Yep, I think I need reconsider the struct names. The primary reason
why I had the names are keeping the struct names short enough while
being easy to be identified: "kvm_sdei" is the prefix. How about to
have the following struct names?

     kvm_sdei_event             events exported from KVM to userspace
     kvm_sdei_kevent            events registered (associated) to KVM
     kvm_sdei_vevent            events associated with vCPU
     kvm_sdei_vcpu              vCPU context for event delivery

>>     * kvm_sdei_kvm_vcpu
> Didn't you mean kvm_sdei_vcpu_event instead?

Yeah, you're correct. I was supposed to explain kvm_sdei_vcpu_event here.

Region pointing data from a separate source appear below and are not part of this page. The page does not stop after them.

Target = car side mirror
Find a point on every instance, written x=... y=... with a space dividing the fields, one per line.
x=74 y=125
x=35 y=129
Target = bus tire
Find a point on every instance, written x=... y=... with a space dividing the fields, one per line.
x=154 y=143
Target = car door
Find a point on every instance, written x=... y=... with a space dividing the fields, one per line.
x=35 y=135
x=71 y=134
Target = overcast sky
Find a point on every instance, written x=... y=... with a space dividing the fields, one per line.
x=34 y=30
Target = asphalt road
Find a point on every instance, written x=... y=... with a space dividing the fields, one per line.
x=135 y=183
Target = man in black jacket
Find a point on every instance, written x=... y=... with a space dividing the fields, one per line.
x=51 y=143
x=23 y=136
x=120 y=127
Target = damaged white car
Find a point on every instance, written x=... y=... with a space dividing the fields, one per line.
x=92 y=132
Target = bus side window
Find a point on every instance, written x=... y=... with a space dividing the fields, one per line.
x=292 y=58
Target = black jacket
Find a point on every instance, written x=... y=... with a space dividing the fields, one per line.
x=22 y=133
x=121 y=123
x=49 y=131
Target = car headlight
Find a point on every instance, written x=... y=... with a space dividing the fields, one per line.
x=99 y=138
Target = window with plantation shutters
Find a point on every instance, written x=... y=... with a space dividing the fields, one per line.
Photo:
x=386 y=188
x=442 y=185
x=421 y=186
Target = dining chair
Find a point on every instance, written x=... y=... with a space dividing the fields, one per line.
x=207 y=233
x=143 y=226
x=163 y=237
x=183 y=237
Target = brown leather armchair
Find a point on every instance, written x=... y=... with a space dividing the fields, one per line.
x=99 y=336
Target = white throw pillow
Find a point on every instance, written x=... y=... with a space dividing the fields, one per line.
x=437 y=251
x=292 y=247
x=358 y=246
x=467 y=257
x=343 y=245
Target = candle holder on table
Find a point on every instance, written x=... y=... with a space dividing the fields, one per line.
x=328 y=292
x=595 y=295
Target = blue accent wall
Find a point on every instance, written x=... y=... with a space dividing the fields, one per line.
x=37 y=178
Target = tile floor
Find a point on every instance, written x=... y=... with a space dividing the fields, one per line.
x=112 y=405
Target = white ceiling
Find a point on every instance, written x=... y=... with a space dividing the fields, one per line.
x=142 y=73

>>       SDEI event that has been delivered to the target vCPU.
>>     * kvm_sdei_kvm
>>       Place holder of exported and registered SDEI events.
>>     * kvm_sdei_vcpu
>>       Auxiliary object to save the preempted context during SDEI event
>>       delivery.
>>
>> The error is returned for all SDEI hypercalls for now. They will be
>> implemented by the subsequent patches.
>>
>> Signed-off-by: Gavin Shan <gshan@redhat.com>
>> ---
>>   arch/arm64/include/asm/kvm_host.h      |   6 +
>>   arch/arm64/include/asm/kvm_sdei.h      | 118 +++++++++++++++
>>   arch/arm64/include/uapi/asm/kvm.h      |   1 +
>>   arch/arm64/include/uapi/asm/kvm_sdei.h |  60 ++++++++
>>   arch/arm64/kvm/Makefile                |   2 +-
>>   arch/arm64/kvm/arm.c                   |   7 +
>>   arch/arm64/kvm/hypercalls.c            |  18 +++
>>   arch/arm64/kvm/sdei.c                  | 198 +++++++++++++++++++++++++
>>   8 files changed, 409 insertions(+), 1 deletion(-)
>>   create mode 100644 arch/arm64/include/asm/kvm_sdei.h
>>   create mode 100644 arch/arm64/include/uapi/asm/kvm_sdei.h
>>   create mode 100644 arch/arm64/kvm/sdei.c
>>
>> diff --git a/arch/arm64/include/asm/kvm_host.h b/arch/arm64/include/asm/kvm_host.h
>> index 41911585ae0c..aedf901e1ec7 100644
>> --- a/arch/arm64/include/asm/kvm_host.h
>> +++ b/arch/arm64/include/asm/kvm_host.h
>> @@ -113,6 +113,9 @@ struct kvm_arch {
>>   	/* Interrupt controller */
>>   	struct vgic_dist	vgic;
>>   
>> +	/* SDEI support */
> does not bring much. Why not reusing the commit msg explanation? Here
> and below.

I would drop the comment in next respin because I want to avoid too much
comments to be embedded into "struct kvm_arch". The struct is already
huge in terms of number of fields.

>> +	struct kvm_sdei_kvm *sdei;
>> +
>>   	/* Mandated version of PSCI */
>>   	u32 psci_version;
>>   
>> @@ -339,6 +342,9 @@ struct kvm_vcpu_arch {
>>   	 * here.
>>   	 */
>>   
>> +	/* SDEI support */
>> +	struct kvm_sdei_vcpu *sdei;> +
>>   	/*
>>   	 * Guest registers we preserve during guest debugging.
>>   	 *
>> diff --git a/arch/arm64/include/asm/kvm_sdei.h b/arch/arm64/include/asm/kvm_sdei.h
>> new file mode 100644
>> index 000000000000..b0abc13a0256
>> --- /dev/null
>> +++ b/arch/arm64/include/asm/kvm_sdei.h
>> @@ -0,0 +1,118 @@
>> +/* SPDX-License-Identifier: GPL-2.0-only */
>> +/*
>> + * Definitions of various KVM SDEI events.
>> + *
>> + * Copyright (C) 2021 Red Hat, Inc.
>> + *
>> + * Author(s): Gavin Shan <gshan@redhat.com>
>> + */
>> +
>> +#ifndef __ARM64_KVM_SDEI_H__
>> +#define __ARM64_KVM_SDEI_H__
>> +
>> +#include <uapi/linux/arm_sdei.h>> +#include <uapi/asm/kvm_sdei.h>
>> +#include <linux/bitmap.h>
>> +#include <linux/list.h>
>> +#include <linux/spinlock.h>
>> +
>> +struct kvm_sdei_event {
>> +	struct kvm_sdei_event_state		state;
>> +	struct kvm				*kvm;
>> +	struct list_head			link;
>> +};
>> +
>> +struct kvm_sdei_kvm_event {
>> +	struct kvm_sdei_kvm_event_state		state;
>> +	struct kvm_sdei_event			*kse;
>> +	struct kvm				*kvm;
> can't you reuse the kvm handle in state?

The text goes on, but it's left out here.